Proposed Evidence-Based Change Strategy Change Initiative: Transitional Care Program (TCP)
A transitional care program with a nursing -led model supports patients to read after discharge and support after discharge to increase satisfaction.
Key Components:
- Assign a nurse for transitional care (TCN) to patients at high risk
- Conduct home visits or check -in in the telecommunications neck within 48 hours after discharge
- Strengthen drug farming and self -management education
- Coordinate follow-up appointments
Conscious support: According to Niler et al, nurse -TCP can reduce reduction by up to 30% in older adults. (2017).
Naylor Transitional Care Model
Interprofessional Collaboration Strategy
Nurse leaders need to lead across disciplines to enhance outcomes.
Collaboration Includes:
- Physicians and pharmacists for medication management
- Case managers for social support referrals
- Home health providers for continuity of care
- Health IT teams to facilitate electronic transitions
Benefits:
- Decreased care fragmentation
- Enhanced communication
- Improved patient and caregiver engagement
Outcome Metrics and Evaluation
Success of the TCP will be measured through:
Metric | Target Outcome |
30-day readmission rates | ↓ by 25% in 6 months |
Patient satisfaction (HCAHPS) | ↑ by 15% |
Medication reconciliation compliance | 100% within 48 hours |
Post-discharge follow-up attendance | ↑ to 90% compliance |
Ethical Considerations
- Equity: Make sure the TCP is accessible to underserved populations
- Autonomy: Honor patient choices and consent
- Confidentiality: Protect sharing of patient information using HIPAA-compliant systems
Conclusion
Visionary nurse leadership is needed to lead the future of healthcare. Through the implementation of evidence-based transitional care practices and interprofessional collaboration, nurse leaders can best decrease hospital readmissions and enhance quality of care. This leadership model is not only sustainable but also patient-focused and outcomes-driven
References
- Centers for Medicare & Medicaid Services (CMS). (2023). Readmissions Reduction Program.https://www.cms.gov/medicare/medicare-fee-for-service-payment/acuteinpatientpps/readmissions-reduction-program
- Naylor, M. D., et al. (2017). Transitional Care Model: Translating Research Into Practice. https://www.nursing.upenn.edu/ncth/transitional-care-model/
- American Organization for Nursing Leadership (AONL). (2022). Nurse Executive Competencies.https://www.aonl.org/resources/nurse-leader-competencies
- Agency for Healthcare Research and Quality (AHRQ). (2020). Care Coordination Interventions.https://www.ahrq.gov/ncepcr/care/coordination.html
FAQs
What is the purpose of a Transitional Care Program?
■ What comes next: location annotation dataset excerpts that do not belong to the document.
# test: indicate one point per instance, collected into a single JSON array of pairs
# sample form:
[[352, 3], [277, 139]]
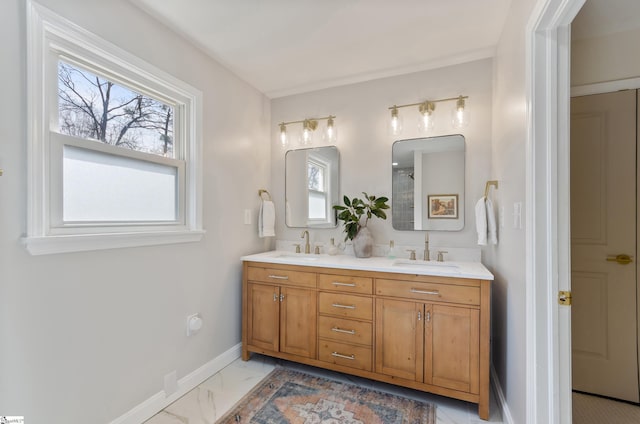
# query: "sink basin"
[[439, 267], [297, 256]]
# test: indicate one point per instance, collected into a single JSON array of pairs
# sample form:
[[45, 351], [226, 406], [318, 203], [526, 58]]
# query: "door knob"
[[622, 259]]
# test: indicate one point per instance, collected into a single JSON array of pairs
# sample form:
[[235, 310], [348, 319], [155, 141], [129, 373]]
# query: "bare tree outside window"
[[92, 107]]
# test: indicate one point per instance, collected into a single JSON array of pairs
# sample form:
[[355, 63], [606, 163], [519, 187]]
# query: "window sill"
[[49, 245]]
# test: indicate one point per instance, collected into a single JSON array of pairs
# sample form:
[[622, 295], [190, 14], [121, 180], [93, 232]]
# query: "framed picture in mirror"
[[443, 206]]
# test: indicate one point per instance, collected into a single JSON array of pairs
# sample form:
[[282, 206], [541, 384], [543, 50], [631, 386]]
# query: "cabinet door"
[[452, 347], [298, 319], [262, 316], [399, 338]]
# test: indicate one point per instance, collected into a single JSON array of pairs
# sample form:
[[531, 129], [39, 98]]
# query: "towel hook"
[[489, 184], [263, 191]]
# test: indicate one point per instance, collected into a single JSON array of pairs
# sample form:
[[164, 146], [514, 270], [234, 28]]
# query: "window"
[[113, 146]]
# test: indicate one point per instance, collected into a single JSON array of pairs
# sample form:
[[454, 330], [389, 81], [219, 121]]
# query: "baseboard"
[[502, 401], [159, 401]]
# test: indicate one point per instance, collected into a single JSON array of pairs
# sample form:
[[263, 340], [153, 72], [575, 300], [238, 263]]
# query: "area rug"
[[287, 396]]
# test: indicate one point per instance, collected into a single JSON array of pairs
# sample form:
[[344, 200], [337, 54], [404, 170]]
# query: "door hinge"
[[564, 298]]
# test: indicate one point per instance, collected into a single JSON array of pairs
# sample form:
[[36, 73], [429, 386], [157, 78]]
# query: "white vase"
[[363, 243]]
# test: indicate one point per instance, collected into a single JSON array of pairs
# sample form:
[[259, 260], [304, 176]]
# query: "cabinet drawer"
[[281, 276], [345, 283], [428, 291], [346, 305], [345, 330], [345, 354]]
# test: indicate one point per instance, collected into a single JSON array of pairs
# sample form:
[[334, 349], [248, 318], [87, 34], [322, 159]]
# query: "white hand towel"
[[492, 231], [481, 221], [267, 219]]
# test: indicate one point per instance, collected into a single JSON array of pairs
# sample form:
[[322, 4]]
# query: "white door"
[[603, 225]]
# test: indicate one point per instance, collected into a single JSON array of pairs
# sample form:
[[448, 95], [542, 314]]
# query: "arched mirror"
[[312, 187], [428, 183]]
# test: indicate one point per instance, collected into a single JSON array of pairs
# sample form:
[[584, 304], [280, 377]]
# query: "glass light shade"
[[283, 136], [460, 115], [426, 122], [330, 134], [306, 136], [395, 125]]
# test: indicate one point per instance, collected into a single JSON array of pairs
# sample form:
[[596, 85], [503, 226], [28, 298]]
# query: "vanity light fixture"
[[459, 115], [309, 125]]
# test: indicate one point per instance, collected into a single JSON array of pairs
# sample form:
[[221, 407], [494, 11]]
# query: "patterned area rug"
[[287, 396]]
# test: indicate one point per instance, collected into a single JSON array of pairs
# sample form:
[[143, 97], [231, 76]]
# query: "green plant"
[[353, 210]]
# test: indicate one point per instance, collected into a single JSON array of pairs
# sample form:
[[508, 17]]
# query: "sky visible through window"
[[92, 107]]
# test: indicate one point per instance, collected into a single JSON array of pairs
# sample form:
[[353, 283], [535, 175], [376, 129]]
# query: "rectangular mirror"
[[312, 187], [428, 184]]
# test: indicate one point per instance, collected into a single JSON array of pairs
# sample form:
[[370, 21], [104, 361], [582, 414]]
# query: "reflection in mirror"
[[428, 184], [311, 187]]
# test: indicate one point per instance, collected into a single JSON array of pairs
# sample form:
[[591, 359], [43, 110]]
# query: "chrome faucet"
[[307, 246]]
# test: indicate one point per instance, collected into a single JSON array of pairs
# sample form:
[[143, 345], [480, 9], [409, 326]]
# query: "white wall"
[[85, 337], [508, 159], [607, 58], [365, 144]]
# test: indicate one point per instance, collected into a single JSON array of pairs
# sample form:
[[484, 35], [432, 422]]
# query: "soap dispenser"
[[392, 250]]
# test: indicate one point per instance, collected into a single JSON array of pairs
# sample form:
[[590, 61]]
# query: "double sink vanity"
[[418, 324], [423, 325]]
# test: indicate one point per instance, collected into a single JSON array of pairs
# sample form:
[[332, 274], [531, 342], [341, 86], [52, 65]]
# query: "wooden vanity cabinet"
[[279, 312], [424, 332]]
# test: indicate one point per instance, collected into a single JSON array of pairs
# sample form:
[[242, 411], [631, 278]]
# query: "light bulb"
[[283, 136], [307, 131], [426, 122], [459, 115], [330, 134], [395, 126]]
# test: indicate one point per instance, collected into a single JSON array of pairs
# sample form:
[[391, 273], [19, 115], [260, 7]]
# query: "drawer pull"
[[340, 330], [339, 355], [435, 292], [338, 283], [337, 305]]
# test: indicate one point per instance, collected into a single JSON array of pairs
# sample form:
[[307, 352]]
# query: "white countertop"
[[403, 266]]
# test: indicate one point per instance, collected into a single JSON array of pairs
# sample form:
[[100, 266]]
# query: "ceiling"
[[283, 47], [602, 17]]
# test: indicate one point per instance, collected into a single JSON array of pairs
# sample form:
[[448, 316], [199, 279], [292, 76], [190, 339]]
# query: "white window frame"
[[50, 37], [325, 176]]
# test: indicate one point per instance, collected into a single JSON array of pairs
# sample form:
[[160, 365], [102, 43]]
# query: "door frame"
[[548, 250]]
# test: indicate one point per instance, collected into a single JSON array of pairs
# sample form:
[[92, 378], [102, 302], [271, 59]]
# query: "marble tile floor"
[[215, 396]]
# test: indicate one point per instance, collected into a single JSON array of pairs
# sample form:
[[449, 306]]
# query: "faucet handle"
[[440, 255]]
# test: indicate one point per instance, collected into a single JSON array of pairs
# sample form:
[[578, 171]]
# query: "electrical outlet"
[[170, 383], [194, 324]]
It maintains continuity of care following discharge and reduces readmissions through follow-up, education, and coordination by nurses.
How do nurse leaders shape the future of healthcare?
They exercise strategic leadership, guide change efforts, and facilitate interprofessional collaboration to address healthcare problems.
Why prioritize hospital readmissions?
High readmission rates are a sign of inadequate transitions of care and lead to financial penalties and lower quality scores.